There is nothing about this Bitmoji that really looks like me, but perhaps my love of coffee…


Though it’s somewhat disorienting to see I have posted in over ten days, I am going to cut myself some slack–writers need some time off the keyboard once in awhile. Something incredibly fortunate came my way recently, and that is an opportunity to gain my ELL Endorsement via my district and Pacific Lutheran. This coursework began about a week ago and will continue through the summer, and parallels my prior commitment to the WABS/STEM Fellowship. And the new curriculum, and new students, and new new new new. Steady, lady! It’s going to be okay!

Working collaboratively, learning new things and ideas, and then practicing them in my classroom is pure joy for me, and I would wager the secret sauce for many other teachers, too. It’s at the heart of what we strive for our students: the world of work, family, and society may look very different to them. It’s not about the latest technology or gimmick: it’s always been about communicating and being part of communities.

However, we teachers have been systematically demoralized. Sometimes the criticism is valid–teachers can be racist, bigoted, small-minded, intellectually stagnant, just like others in the general population. For those teachers, I have little sympathy for your burn-out. Your job is to prepare all students for a world and future you may not be around to see, but if you can’t imagine it, it’s going to be difficult to get them there.

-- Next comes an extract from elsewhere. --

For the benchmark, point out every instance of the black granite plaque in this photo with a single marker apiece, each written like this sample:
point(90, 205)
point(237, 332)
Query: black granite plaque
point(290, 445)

But that is not what I see. I see colleagues, friends, and family who help children every day, whether they’re in the classroom or not. Who understand the balance of putting students and children first by also supporting the adults. And if you ever feel discouraged, I’m going to let you borrow my son Daniel’s words–he’s going to a local community college and has met a few of my former students. Each one told him I was the best teacher they had.


You, yes, I’m talking to you, are also one of the best teachers your students ever had. Your work matters, and it’s valued. Take heart–you’ve got this.